G-7 to Explore Russian Oil-Price Cap (10:05 a.m.)
The G-7 is expected to reach an agreement for member states to develop and discuss ways to set a cap on the price of Russian oil, according to a senior Biden administration official. The group plans to direct relevant ministers to work with other governments and private-sector companies to come up with a mechanism that focuses on transportation of Russian oil to foreign markets. Right now it remains an idea, and the discussion will center around its viability. The discussions will happen over the coming days and weeks and there is no set date to establish a cap, the official said.
Negotiators -- especially those from the US and Italy -- have sought to broker an agreement on a Russian oil price cap in order to curb revenues from the commodity that the Kremlin uses to fund its war in Ukraine while ensuring the oil’s availability to large buyers, like China and India, in order to avoid further price shocks.
US Treasury Department officials have been discussing in recent days a proposal championed by Simon Johnson, an MIT professor and former chief economist at the IMF, that would seek to cap the price of Russian oil by permitting some trade in the commodity supervised by Treasury’s Office of Foreign Assets Control and its UK and European counterparts. The scheme would allow banks and other firms to finance the trade provided they regularly certify to regulators that the oil was not sold above an agreed upon price.
For an explainer on how it could work, read this:
There is also lot of skepticism about how something like this could work.
US Providing Air-Defense System (9:10 a.m.)
The impending US announcement of the purchase of NASAMS, an advanced medium to long-range, surface-to-air missile defense system, comes as Biden and G-7 allies prepare to meet virtually with Zelenskiy. Ukraine is the target of missile attacks and can only fend of a fraction of incoming rockets. Questions remain on how quickly the government in Kyiv can get the defense systems, how many will come and how long will it take to train people to use them.
“That kind of defense system is absolutely what the Ukrainians need,” said Jim Risch, the top Republican on the Senate Foreign Relations Committee, in an interview.
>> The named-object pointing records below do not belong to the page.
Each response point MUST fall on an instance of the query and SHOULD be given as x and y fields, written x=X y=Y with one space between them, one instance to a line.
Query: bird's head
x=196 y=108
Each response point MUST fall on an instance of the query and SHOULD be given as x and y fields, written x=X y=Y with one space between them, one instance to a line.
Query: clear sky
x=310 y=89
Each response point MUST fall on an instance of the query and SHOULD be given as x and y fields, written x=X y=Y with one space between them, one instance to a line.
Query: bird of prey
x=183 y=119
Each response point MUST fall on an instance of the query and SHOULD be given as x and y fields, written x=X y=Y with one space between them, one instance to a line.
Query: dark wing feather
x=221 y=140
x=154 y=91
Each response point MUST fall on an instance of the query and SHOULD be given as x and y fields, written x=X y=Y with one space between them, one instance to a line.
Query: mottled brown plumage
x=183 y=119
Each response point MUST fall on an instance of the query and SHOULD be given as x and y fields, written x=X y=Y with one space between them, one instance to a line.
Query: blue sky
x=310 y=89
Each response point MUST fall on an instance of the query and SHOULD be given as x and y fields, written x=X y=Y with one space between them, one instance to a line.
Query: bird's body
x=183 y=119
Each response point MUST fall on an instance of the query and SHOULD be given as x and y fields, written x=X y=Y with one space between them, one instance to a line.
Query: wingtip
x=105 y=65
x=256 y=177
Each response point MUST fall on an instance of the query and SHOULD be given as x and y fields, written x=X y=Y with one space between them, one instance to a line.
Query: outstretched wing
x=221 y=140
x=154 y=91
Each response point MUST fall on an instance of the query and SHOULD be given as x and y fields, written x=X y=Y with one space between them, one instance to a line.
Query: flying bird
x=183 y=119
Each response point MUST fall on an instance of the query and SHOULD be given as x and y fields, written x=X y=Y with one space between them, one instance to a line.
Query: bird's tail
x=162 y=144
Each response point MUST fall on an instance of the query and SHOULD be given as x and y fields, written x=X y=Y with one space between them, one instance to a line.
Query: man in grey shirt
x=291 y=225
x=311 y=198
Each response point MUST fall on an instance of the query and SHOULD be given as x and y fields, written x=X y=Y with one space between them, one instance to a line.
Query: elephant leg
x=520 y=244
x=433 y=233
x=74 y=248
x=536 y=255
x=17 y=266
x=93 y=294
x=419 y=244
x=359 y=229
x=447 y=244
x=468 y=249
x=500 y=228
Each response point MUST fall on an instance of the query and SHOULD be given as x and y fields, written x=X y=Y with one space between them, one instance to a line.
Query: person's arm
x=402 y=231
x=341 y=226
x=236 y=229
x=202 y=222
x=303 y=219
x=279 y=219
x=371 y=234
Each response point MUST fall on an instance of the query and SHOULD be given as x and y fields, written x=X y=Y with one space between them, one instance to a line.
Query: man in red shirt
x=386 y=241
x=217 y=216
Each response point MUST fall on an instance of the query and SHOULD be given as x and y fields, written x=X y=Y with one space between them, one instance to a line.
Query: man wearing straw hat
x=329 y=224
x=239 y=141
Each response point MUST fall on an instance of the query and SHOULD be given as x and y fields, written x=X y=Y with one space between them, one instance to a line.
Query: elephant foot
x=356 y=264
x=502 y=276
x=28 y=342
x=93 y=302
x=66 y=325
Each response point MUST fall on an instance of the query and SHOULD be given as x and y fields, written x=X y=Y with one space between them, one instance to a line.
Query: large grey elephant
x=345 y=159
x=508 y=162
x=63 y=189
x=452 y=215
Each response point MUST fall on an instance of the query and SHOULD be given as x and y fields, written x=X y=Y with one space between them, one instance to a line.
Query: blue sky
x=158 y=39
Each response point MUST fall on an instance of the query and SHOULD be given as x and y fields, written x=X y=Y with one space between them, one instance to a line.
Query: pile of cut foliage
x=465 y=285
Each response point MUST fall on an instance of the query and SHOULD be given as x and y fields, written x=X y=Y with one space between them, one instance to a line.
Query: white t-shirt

He just got back from Kyiv where he met with Zelenskiy.
Sanctions Hurting Russia, Scholz Says (8:30 a.m.)
Scholz said international sanctions on Russia will continue to hurt its economy, pushing back against criticism that not enough is being done to choke off revenue from energy exports that continues to flow into Moscow’s coffers.
The sanctions “have contributed to the fact that Russia’s economy has been, and will continue to be, significantly weakened, because a country more or less cut off from technological progress will soon fall behind significantly economically,” Scholz said in an interview with public broadcaster ZDF.
Scholz said G-7 leaders are discussing a ban on imports of Russian gold, but it was not the forum for a definitive decision and the issue would also have to be addressed by the 27-nation European Union.
Putin Must be Challenged at G-20: Von der Leyen (8 a.m.)
European Commission President Ursula von der Leyen said it would be better to confront Putin at November’s G-20 summit if he attends rather than boycott the meeting in Bali.
“It’s important to tell him to his face what we think of him and what we think of this type of action,” von der Leyen said late Sunday in an interview with ZDF.
“Other autocrats around the world are looking very closely at whether it is still possible to move borders and invade countries with brute force, military might, or whether democracies will stand up and use their own strength,” she added.
UK to Help Trace Stolen Ukraine Grain (8 a.m.)
The UK will contribute 1.5 million pounds ($1.8 million) to develop a testing process to identify if grain sold by Russia on the world market has been illegally taken from Ukraine. The aim is to “tackle the scourge of stolen grain, deterring Russian activity and ensuring Ukraine is getting the revenue it so desperately needs from any grain it grows,” the government said.
The UK is also contributing up to 10 million pounds in materials and equipment to repair rail infrastructure and help get grain out of the country by rail.